Magnifique adaptation du roman de
Stevenson, sans doute la plus réussie parmi les nombreuses versions qui se sont
succédé (1). Il exprime la volonté de la Paramount de s'immiscer dans la
course à l'horreur et aux monstres, aux côté des Dracula, Frankenstein et
autres Freaks.
Gothique
à souhait – avec la très belle ouverture à l'orgue sur une figure de
Bach – le film fait exploser à l'écran le style de Robert Mamoulian,
depuis la première séquence en caméra subjective, jusqu'aux jeux de
surimpressions magnifiques – lorsque Jekyll est hanté par la prostituée – en
passant par les transformations de Jekyll en Hyde, dont la première, une
séquence éblouissante.
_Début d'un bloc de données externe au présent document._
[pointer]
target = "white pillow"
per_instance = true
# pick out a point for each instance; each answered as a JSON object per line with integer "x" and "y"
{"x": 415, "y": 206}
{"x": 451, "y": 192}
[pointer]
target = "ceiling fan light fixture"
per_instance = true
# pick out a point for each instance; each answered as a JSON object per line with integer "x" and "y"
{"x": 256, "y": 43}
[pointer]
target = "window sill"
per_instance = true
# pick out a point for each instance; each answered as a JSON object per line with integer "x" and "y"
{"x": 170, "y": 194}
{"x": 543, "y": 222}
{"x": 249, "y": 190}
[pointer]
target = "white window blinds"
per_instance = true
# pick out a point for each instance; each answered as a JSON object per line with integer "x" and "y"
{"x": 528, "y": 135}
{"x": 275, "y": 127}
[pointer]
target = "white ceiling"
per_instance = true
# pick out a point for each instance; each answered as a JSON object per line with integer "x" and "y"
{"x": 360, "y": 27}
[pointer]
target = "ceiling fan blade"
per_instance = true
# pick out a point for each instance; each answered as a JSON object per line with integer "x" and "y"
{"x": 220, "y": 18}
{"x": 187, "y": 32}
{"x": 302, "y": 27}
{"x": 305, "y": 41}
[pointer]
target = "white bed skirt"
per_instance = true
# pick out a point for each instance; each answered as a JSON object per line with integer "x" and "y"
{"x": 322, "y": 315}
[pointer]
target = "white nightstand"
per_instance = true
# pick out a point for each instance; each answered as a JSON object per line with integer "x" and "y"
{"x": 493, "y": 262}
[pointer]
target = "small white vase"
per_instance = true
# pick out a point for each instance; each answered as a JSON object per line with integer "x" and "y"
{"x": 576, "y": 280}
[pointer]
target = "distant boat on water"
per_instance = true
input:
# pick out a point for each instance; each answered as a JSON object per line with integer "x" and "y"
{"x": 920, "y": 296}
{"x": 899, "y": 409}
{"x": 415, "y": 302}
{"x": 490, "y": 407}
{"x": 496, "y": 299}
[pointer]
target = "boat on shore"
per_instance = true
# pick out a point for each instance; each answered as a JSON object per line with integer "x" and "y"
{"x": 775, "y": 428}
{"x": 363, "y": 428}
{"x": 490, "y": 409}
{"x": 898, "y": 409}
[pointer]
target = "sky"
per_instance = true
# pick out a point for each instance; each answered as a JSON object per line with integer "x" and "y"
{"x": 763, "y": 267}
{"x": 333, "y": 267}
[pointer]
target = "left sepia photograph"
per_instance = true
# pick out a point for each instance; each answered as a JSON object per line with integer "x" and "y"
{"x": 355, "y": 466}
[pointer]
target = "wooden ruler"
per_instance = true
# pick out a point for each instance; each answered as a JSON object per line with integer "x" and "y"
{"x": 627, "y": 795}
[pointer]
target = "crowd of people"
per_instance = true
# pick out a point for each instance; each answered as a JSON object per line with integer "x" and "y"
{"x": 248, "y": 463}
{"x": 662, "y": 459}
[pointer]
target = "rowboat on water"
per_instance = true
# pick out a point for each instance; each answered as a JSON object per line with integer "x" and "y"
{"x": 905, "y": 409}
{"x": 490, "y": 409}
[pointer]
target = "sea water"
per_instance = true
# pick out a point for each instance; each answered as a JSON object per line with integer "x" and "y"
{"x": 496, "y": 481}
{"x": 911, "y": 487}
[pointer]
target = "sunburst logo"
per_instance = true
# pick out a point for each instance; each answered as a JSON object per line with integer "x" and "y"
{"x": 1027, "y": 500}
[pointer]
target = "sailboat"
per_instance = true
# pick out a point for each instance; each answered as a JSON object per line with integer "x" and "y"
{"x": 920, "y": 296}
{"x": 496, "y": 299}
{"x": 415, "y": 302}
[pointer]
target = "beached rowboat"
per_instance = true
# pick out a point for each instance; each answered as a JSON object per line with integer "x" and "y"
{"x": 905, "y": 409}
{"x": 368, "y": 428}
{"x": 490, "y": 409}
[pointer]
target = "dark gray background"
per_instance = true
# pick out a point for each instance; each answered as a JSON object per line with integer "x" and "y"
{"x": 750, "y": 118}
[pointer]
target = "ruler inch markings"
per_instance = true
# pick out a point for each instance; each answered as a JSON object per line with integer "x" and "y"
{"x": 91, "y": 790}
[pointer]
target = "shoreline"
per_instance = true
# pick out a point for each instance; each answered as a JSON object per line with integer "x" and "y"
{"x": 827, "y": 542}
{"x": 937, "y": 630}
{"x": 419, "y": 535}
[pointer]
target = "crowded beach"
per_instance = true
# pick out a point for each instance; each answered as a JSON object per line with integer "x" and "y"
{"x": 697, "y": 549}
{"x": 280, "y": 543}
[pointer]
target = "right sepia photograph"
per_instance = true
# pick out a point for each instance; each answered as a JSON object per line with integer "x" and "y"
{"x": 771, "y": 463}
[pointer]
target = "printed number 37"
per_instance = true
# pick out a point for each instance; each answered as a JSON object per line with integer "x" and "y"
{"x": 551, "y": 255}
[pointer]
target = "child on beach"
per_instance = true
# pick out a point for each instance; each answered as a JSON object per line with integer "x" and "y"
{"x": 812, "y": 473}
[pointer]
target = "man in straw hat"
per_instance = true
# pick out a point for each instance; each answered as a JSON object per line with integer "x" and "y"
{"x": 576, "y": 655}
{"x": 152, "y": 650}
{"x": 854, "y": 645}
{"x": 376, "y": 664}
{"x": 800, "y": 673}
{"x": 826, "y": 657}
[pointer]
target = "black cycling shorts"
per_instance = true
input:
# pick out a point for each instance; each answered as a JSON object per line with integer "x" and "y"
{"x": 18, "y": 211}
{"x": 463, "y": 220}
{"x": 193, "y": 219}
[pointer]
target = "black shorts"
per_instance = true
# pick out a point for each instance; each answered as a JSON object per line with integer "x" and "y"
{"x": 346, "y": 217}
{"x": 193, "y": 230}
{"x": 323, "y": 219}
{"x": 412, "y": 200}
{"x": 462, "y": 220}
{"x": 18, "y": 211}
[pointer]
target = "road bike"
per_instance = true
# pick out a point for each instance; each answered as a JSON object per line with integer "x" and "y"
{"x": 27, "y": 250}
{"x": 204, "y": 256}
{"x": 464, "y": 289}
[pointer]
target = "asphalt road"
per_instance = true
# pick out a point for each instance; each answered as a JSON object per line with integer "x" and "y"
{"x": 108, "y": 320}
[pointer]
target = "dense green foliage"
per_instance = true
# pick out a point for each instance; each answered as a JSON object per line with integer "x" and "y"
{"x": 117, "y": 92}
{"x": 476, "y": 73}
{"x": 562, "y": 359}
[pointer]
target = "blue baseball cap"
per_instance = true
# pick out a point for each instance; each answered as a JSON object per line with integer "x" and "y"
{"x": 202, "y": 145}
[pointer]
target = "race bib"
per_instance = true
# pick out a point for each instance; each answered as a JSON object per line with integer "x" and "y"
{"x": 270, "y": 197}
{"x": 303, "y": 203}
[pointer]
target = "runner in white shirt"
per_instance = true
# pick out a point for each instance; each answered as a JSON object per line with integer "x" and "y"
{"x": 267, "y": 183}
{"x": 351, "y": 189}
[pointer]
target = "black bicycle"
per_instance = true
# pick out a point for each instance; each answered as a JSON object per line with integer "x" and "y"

Mamoulian y intègre dans un plan séquence très mobile
autour d'un miroir, pour jouer de la découverte, par Jekyll lui-même autant que
par le spectateur, de sa transformation en Hyde.
La volonté d'innovation de Mamoulian se marie très bien avec l'histoire fameuse de cette dichotomie entre la vertu et le vice, dichotomie que le film mélange progressivement avec habileté. Frederic March, qui est alors une grande star montante, est remarquable dans ce rôle, davantage peut-être en jeune médecin brillant, élégant et sûr de lui qu'en immonde Hyde, face noire et repoussante de la même pièce. Son personnage, d'ailleurs, est habilement construit, puisque ses tentations adultérines le titillent très vite et Hyde n'est alors que l'expression d'une idée qui avait déjà germé en Jekyll. Cette idée, que l'on peut voir comme tout à fait monstrueuse, est aussi, plus prosaïquement, une expression de la liberté que la société claquemurée dans ses principes lui refuse. Et le carcan – religieux notamment – qui impose aux fiancées de se tenir à distance pendant fort longtemps est nettement suggéré comme des catalyseurs qui font monter la monstruosité en Jekyll et amèneront Hyde).
(1) : On
retiendra également celle de Victor Fleming, avec Spencer Tracy.